If you’re ever assigned a small town for a territory, here are some tips:
• Visit as many businesses as possible. When you visit a business, don’t solicit as much as mine information; act like you’re a detective solving a crime. What you’re trying to determine is the state of the market place: who are the key players, how your company and its competition are performing and what issues the business community is facing.
• Identify all the key vendors servicing the community. Small businesses rely on vendors and it’s important to work through them. Typically, you need a way to compensate the vendors for referred business. At the same time, you want to reach out directly to the businesses in the community. Word will get back to the vendors that you’ve been proactively looking for new business and that should provide you with more leverage in your dealings with them.

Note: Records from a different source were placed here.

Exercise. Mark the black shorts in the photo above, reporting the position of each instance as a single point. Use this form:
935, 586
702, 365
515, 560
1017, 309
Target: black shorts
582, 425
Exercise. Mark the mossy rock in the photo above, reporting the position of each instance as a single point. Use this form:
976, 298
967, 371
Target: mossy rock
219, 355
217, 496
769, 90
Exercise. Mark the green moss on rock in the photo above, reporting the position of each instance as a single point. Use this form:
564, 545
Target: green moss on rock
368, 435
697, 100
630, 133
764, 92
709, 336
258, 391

• Use the phone as little as possible. Small town people are wary of outsiders. Outsiders pester them with phone calls. Showing up in person means a lot.

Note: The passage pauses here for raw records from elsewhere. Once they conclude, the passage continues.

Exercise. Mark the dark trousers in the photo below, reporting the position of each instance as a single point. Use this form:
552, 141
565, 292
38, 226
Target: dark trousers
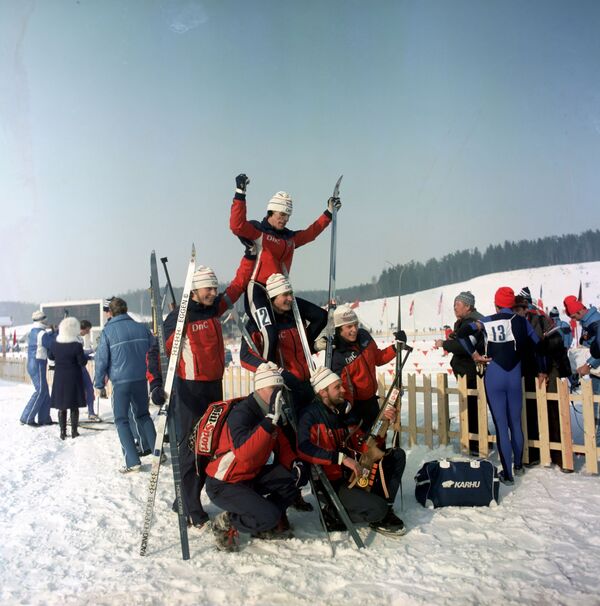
256, 505
363, 506
193, 398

• Attend Chamber and other networking events. Normally, I think Chamber events are a waste of time, but not in a small town.(1) In small towns, business leaders actually attend events and will talk to you.
• Make regular visits and keep in touch with existing customers. This shows that you care and will lead to referred business. Small town business people know each other and if you perform and prove to be trustworthy, they will recommend you to their friends.
• Find something, anything, to connect you to the town. If your wife is from the town, if a relative of yours lived there or is married to someone that grew up there…mention that information when you are talking to the business people. Know the area; throw out names of local businesses and business people. Use their terminology. I sold in Yuma, AZ and there was a part of town called the “big curve”; they had an “old mall” and a “new mall”.(2) If I was asking where a business was, for instance, and it was near the “big curve”, I would say, “big curve”. It helped make the people there feel more comfortable around me.
(1) I went to a Chamber breakfast in Yuma, AZ that started at 6:30 am and when I showed up at 6:35 it was already packed and I had to scramble to find an empty seat.
(2) The “new mall” was over five years old and will probably be called the “new mall" until an even newer mall is constructed, sometime in 2020.